Doch damit könnte bald Schluss sein: Denn nachts sollen die Narkoseärzte nicht mehr in der Klinik, sondern nur noch in Rufbereitschaft für Fera sein. Bei Notoperationen könnte der Weg der Ärzte von zu Hause in die Klinik lebensentscheidend sein.

Soll die bisherige Kooperation fortbestehen, so muss Fera 50.000 Euro pro Jahr an Vivantes zahlen, um verursachte Kosten, beispielsweise für einen Anästhesie-Nachtdienst oder für die OP-Nutzung zu decken.

Denn nach Aussagen des Vivantes-Regionaldirektors Florian Wenzel war die Kooperation mit Fera nicht kostendeckend. Bei einer Betriebsprüfung hatte die Unternehmensberatung McKinsey festgestellt, dass Vivantes 120.000 Euro Schulden im Jahr macht. Von den nun erforderlichen Einsparungen ist auch das Geburtshausprojekt betroffen. Wenzel gerät in Rage, wenn er über Fera spricht: „Rott will jetzt politischen Druck auf uns ausüben, wenn er an die Öffentlichkeit geht“.

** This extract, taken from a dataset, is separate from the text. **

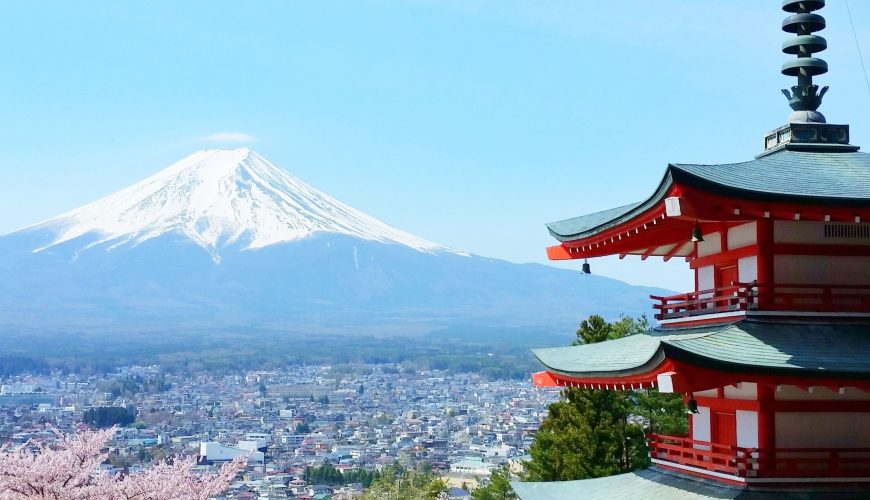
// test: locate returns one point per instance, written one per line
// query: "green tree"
(498, 488)
(397, 483)
(592, 433)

Denn Fera-Leiter Rott gibt sich nicht geschlagen. Er bot Vivantes 20.000 Euro für die Aufrechterhaltung der Kooperation an, doch bisher erfolglos. Daraufhin schlug der Arzt die Werbetrommel. Er informierte Sozialsenatorin Heidi Knake-Werner, die sich umgehend bei Vivantes-Chef Holger Strehlau-Schwoll für Fera aussprach.

Außerdem mobilisierte Rott seine ehemaligen Patientinnen, die in den vergangenen sieben Jahren bei Fera entbunden hatten. Mit Briefen und Fotos der Kinder wandten sich die Frauen an Klaus Wowereit. Bei einer Wahlkampfveranstaltung des Regierenden Bürgermeisters protestierten sie zusammen mit Hebammen der Fera gegen die Kündigung des Vertrags durch das landeseigene Klinikum. Wowereit versprach den Frauen, sich für das Projekt einzusetzen.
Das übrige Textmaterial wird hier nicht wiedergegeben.